God forbid you should ever study the hardened miniature stalactites hanging under the wire mesh over barbeque fire pits inside. Or see the dank water used to wash utensils that is collected in plastic buckets from the slum bathtub of a Nairobi River. Or hope to enjoy the aroma of roasting meat over wafts of toilet stench. Or listen to resident drunkards shouting over an asthmatic jukebox spewing Lingala tunes that clash with the Willie Nelson classics favoured by those in neighbouring joints.
Wealthy patrons, like my adulterer-husband Lucas, wait in their cars overlooking the River. Attendants bring out the cooked meat spread on a wooden board, along with a plated wet mess of kachumbari salad, and white anthills of maize-meal ugali. It’s held out for lengthy inspection, as though you could recognize the meat, and you want to ask, ‘Hey you shrivelled up carcass, are you really the same juicy specimen I selected raw?’
Said attendants balance the board on the window ledge and then with knife flying a hair’s breath from your earwax, flashily slice this lump. Voila! The grand picnic is ready for Bwana and his Mistress.
The pain is expected, but the coldness of my anger takes me by surprise. I drop Zawadi home, reassuring her that all is fine, fine, FINE, then double back and find the BMW. But Lucas and his High Hairstyle have gone inside – possibly to check on their germy meat, possibly to use the stinking toilet, possibly to rent a filthy room.
Don’t get me wrong. I am an all-Kenyan, educated and hardworking woman who met political-degree student Lucas Githinji at New York’s Syracuse University. He was the activist head of the African Student’s Council who was going to bring democracy ‘back home’ to the ‘motherland’.

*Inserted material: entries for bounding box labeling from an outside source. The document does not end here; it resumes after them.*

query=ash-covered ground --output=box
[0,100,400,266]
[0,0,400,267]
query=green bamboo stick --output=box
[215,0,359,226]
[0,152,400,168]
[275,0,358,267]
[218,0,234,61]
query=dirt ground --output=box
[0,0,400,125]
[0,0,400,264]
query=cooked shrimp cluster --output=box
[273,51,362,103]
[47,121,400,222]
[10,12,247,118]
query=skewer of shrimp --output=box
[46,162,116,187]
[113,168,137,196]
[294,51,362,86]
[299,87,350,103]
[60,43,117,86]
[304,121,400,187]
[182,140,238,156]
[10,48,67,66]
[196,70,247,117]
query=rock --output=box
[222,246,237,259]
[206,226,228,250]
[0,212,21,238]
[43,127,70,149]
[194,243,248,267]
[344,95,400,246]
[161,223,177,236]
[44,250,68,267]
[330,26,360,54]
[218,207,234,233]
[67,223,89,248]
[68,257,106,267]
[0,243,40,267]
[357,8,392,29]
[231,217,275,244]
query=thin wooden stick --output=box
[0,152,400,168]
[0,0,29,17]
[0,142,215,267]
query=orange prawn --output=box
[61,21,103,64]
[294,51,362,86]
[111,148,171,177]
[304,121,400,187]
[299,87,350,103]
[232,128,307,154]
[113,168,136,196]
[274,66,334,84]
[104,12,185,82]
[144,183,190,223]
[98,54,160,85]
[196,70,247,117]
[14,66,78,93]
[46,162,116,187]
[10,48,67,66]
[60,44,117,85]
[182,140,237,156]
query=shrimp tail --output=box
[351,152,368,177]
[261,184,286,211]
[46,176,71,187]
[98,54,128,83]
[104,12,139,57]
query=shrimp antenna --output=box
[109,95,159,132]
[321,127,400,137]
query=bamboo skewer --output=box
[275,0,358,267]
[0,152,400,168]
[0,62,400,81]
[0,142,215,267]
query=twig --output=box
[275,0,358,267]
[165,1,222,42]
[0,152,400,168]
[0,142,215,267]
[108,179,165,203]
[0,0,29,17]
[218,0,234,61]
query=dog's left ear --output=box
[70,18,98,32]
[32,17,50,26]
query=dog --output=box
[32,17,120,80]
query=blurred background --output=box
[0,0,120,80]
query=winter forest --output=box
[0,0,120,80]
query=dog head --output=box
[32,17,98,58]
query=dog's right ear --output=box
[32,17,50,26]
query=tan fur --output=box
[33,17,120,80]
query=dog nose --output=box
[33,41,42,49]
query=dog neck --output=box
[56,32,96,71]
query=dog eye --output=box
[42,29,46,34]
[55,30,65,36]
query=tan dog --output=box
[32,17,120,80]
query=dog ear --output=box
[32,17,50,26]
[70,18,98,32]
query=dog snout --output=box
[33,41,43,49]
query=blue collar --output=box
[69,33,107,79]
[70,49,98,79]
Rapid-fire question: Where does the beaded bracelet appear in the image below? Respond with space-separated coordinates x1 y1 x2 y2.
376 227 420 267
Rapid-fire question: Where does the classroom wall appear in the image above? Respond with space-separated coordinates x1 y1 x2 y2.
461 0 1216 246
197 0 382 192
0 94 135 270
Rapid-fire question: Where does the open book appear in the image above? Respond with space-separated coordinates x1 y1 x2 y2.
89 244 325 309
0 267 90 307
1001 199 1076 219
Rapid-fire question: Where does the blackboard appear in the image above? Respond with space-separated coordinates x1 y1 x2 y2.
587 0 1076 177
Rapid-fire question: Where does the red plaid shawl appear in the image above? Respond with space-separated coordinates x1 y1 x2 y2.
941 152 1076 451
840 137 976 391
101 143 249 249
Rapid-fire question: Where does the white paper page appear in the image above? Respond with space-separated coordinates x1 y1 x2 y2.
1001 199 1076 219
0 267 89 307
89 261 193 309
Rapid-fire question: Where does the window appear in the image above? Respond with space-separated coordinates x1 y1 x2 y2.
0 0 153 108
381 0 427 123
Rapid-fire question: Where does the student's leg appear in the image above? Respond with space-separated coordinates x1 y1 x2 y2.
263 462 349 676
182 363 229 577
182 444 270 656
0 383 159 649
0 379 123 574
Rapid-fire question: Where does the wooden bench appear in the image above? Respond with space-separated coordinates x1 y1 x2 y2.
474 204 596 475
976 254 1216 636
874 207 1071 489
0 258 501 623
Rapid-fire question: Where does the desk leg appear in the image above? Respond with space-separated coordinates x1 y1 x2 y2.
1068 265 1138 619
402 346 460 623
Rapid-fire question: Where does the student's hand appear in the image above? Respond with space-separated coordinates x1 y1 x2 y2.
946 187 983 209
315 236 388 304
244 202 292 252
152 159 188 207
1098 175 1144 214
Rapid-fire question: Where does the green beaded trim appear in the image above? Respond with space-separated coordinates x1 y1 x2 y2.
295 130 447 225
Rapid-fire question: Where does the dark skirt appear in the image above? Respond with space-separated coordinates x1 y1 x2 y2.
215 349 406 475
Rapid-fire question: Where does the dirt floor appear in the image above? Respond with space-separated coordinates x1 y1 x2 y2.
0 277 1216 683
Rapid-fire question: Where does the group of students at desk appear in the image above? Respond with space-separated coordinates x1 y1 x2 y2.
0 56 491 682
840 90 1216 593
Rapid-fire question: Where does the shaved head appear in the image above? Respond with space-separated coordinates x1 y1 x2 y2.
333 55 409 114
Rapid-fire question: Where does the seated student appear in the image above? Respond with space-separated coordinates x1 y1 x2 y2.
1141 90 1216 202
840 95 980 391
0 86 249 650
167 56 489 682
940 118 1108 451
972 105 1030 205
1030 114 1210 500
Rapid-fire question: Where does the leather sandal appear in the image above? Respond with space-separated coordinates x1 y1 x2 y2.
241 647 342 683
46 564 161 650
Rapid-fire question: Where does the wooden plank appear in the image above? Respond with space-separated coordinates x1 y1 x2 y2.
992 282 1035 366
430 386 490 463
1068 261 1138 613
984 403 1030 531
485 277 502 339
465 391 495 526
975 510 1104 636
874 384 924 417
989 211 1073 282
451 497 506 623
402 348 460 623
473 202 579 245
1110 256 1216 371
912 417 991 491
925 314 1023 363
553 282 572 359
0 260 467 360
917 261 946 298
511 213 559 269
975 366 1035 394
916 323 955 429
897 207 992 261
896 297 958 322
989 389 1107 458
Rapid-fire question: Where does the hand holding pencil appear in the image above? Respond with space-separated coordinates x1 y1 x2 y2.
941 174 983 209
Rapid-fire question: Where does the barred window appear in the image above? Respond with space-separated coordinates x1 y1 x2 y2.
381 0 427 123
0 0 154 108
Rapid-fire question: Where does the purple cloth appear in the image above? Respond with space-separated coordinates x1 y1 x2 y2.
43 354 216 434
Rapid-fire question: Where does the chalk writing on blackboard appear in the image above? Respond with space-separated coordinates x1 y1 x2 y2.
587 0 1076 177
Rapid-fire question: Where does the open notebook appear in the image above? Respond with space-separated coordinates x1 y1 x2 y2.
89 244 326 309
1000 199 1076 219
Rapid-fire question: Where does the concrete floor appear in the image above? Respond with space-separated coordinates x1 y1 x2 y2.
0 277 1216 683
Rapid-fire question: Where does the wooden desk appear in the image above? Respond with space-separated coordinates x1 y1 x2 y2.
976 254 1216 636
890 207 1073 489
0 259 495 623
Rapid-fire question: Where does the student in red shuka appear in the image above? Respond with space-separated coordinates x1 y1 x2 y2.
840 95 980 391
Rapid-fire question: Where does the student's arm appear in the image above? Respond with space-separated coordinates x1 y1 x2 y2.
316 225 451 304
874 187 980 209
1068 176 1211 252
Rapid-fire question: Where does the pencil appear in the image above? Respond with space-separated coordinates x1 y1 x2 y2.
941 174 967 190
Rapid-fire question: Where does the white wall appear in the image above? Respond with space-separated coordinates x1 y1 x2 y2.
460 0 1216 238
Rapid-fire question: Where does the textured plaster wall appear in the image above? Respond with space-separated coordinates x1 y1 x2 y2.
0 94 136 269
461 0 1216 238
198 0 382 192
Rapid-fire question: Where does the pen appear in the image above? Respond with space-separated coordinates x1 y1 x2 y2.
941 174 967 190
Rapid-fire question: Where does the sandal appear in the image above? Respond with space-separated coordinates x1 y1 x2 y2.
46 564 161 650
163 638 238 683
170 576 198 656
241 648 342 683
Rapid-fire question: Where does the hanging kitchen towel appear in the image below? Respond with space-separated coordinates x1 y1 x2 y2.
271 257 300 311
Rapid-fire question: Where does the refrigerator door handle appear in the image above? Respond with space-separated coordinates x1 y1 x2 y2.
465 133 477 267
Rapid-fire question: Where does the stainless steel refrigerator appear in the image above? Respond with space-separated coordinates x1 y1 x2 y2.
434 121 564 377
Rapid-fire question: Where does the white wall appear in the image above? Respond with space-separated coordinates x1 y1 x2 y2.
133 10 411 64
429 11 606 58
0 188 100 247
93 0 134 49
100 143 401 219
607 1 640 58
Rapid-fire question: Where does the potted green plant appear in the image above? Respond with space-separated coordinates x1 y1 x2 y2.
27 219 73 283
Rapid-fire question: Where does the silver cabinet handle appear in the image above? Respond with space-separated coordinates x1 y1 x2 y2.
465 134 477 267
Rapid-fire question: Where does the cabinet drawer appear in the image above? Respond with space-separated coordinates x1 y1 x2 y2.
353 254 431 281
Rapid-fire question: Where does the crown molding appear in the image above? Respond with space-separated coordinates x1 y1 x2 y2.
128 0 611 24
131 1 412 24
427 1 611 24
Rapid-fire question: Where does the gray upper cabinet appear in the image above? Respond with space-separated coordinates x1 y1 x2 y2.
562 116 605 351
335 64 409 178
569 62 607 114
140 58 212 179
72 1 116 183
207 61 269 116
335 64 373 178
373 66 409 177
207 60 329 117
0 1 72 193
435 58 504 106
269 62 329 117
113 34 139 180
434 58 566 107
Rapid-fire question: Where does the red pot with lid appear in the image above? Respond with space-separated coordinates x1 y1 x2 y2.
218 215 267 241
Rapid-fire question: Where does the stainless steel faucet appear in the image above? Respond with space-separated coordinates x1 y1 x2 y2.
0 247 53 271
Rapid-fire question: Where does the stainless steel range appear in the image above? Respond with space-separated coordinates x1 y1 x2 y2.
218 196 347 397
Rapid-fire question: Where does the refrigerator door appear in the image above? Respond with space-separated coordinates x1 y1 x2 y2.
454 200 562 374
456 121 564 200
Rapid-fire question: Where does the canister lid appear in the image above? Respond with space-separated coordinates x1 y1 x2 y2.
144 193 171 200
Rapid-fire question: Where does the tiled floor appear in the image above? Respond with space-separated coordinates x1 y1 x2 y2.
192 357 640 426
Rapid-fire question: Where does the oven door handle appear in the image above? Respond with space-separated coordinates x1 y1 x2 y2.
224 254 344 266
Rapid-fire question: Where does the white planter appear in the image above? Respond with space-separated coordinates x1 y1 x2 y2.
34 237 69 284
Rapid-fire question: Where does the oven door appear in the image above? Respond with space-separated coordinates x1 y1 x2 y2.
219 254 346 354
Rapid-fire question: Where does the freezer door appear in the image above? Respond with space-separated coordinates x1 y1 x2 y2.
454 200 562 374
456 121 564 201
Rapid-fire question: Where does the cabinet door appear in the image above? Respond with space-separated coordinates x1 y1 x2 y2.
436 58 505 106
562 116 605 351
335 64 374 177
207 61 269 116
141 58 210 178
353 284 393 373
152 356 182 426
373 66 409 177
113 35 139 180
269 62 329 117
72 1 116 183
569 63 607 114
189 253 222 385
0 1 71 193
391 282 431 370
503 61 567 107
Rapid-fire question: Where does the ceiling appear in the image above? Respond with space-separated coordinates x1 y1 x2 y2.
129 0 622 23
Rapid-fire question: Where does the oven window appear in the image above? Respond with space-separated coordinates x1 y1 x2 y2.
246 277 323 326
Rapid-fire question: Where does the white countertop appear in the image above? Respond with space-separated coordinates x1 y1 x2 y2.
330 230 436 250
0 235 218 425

At our white wedding in Nairobi’s All Saints Cathedral, I promised to be as obedient as he promised to be faithful.
Fifteen years later, money and power from within the establishment and all its attendant flattery had changed Lucas into a womanising, hard-drinking, pot-bellied, Alfa-male icon of our modern African society.
Not that I’m perfect, but I’ve played the role expected of me. I’ve maintained a clean home, raised two children, kept in shape. I’ve lowered my expectations and raised my threshold for pain. When he beats me in places that don’t show, I sulk in a way that only he knows. When he says, like his father and his father’s father before him, “Women are called atumia because they are supposed to tumia (shut up)!” I choke down my anger with extra strength paracetamol. For him, I’ve kept my legs open and my mouth shut, in other words, I’ve been a GOOD Kikuyu wife.
But this stinking business being played in front of me is the virus-laden straw that’s breaking my back. How can I let this be the future expected of my daughter?
I gently ease my fortified-for-Africa Peugeot station wagon forward so that the safety grills caress the BMW’s expensive rear end. I press my accelerator, vroom, vroom, VROOM.
Voila! Into nasty black bathtub of a river glides in the equally nasty black carrier of, of, of nastiness. For, hopefully, a permanent wash.
With freedom tears coursing down, I sing Aretha Franklin’s R.E.S.P.E.C.T as I screech out of there, exhilarated, and momentarily satisfied.
It’s not enough. It’s not even the right thing to do. But it’s a start.